A McKesson-sponsored white paper outlined a few scenarios showing how providers, patients and payers might benefit from a molecular diagnostics registry, to help ease physician and patient confusions and reimbursement issues for payers.
Patients with coronary artery disease taking the antiplatelet drug clopidogrel (sold under the trade name Plavix) on a long-term basis might wonder whether they should consider genetic testing, for instance. The Food and Drug Administration (FDA) ordered a black box warning for clopidogrel in 2010, after findings that one-third of patients weren’t effectively metabolizing the drug and faced increased risk of rare blood clots around coronary stents.
Currently, several genetic and liver metabolism tests can determine a patient’s metabolic response to clopidogrel, and doctors can switch patients to aspirin as an anticoagulant. But some health plans may only cover the cost of clopidogrel-specific genetic testing and not liver metabolism tests, according to the white paper. With a registry of available molecular assays, payers and providers could determine if both or either of the tests are warranted, and could sort diagnostic reimbursement policies ahead of time for clopidogrel and hundreds of other drugs and conditions.
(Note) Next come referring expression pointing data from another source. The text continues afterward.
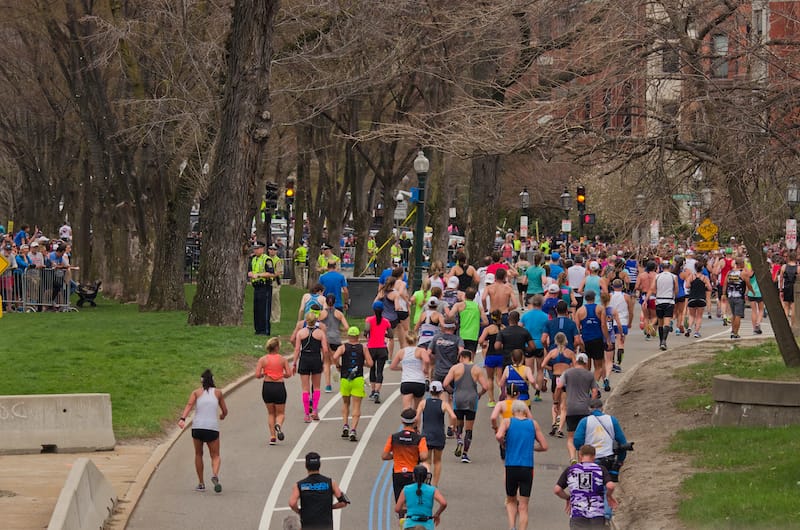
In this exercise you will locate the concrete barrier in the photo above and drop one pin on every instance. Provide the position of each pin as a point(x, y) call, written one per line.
point(754, 402)
point(60, 423)
point(86, 500)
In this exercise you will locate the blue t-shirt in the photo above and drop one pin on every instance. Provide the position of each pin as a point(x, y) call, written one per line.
point(535, 321)
point(519, 443)
point(565, 325)
point(333, 282)
point(421, 505)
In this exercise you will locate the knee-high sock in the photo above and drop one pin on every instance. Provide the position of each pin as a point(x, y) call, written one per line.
point(316, 400)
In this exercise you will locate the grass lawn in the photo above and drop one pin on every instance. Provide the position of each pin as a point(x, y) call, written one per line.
point(749, 476)
point(148, 362)
point(757, 362)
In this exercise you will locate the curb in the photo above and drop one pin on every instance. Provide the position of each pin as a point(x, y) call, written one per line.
point(127, 504)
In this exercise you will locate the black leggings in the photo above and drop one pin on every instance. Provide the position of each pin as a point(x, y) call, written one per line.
point(376, 371)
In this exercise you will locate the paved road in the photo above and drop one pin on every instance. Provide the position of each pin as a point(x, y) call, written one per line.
point(257, 478)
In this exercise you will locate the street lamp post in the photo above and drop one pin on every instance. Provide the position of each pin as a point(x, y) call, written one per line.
point(566, 205)
point(421, 166)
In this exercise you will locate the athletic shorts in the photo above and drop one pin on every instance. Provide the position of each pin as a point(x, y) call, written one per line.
point(665, 310)
point(471, 345)
point(537, 352)
point(415, 389)
point(519, 481)
point(400, 481)
point(309, 364)
point(594, 348)
point(273, 392)
point(737, 306)
point(788, 294)
point(205, 435)
point(493, 361)
point(573, 420)
point(352, 387)
point(465, 414)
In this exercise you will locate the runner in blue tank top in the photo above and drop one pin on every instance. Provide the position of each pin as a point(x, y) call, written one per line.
point(519, 433)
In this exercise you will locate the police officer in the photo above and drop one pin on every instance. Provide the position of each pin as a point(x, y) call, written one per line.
point(261, 275)
point(315, 495)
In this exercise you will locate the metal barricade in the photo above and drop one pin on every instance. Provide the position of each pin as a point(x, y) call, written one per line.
point(35, 290)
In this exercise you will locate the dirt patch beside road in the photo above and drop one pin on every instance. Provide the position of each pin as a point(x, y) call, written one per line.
point(645, 404)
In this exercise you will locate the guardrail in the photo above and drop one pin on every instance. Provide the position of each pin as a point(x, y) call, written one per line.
point(35, 290)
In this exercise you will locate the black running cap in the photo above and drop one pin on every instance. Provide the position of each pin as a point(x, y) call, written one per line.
point(313, 461)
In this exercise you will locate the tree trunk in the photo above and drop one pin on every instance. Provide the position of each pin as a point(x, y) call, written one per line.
point(245, 127)
point(166, 283)
point(784, 337)
point(482, 211)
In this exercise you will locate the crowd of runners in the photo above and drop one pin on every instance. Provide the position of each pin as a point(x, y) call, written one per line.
point(512, 328)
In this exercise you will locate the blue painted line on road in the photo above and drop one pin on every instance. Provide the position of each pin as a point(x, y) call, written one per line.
point(374, 493)
point(386, 492)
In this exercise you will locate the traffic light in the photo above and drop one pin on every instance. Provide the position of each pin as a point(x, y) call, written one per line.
point(289, 192)
point(271, 196)
point(580, 197)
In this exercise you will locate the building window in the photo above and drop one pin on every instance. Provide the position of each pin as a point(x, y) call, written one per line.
point(670, 61)
point(719, 64)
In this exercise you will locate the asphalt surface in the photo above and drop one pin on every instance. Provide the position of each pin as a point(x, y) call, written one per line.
point(257, 478)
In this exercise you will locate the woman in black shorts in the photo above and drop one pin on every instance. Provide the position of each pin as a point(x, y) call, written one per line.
point(308, 347)
point(273, 368)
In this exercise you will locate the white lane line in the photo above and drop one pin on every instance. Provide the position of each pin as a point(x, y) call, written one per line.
point(280, 478)
point(349, 471)
point(343, 457)
point(339, 418)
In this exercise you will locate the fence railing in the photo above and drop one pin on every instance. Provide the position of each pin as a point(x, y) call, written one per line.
point(35, 290)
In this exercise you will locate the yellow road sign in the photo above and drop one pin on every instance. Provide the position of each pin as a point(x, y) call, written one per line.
point(707, 229)
point(705, 246)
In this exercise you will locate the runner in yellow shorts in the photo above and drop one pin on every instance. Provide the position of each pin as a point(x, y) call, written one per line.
point(354, 356)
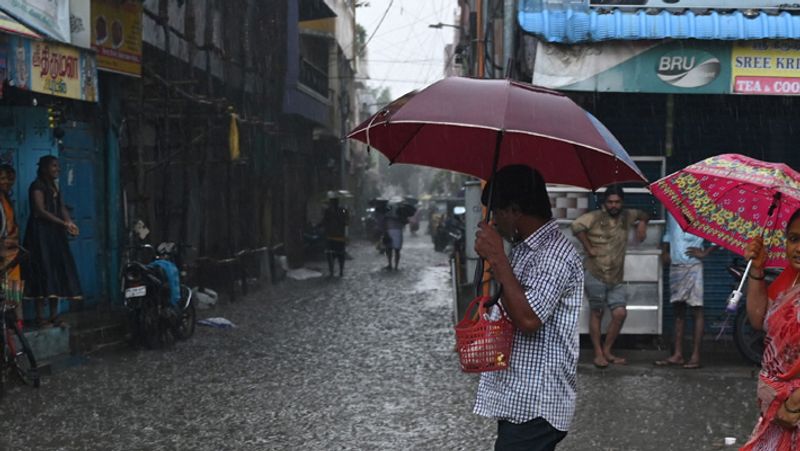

The diagnostic reference library will work with McKesson’s Diagnostics Exchange, a software-as-a-service catalog that labs and manufacturers can use to share information on new advances and that payers and providers can use for evaluation of tests. The new product will be licensed by the AMA, available early next year.
So far, about 100 codes have been developed for reporting innovative diagnostic services, and McKesson and the AMA are also sharing terminology with the National Institutes of Health’s Genetic Testing Registry.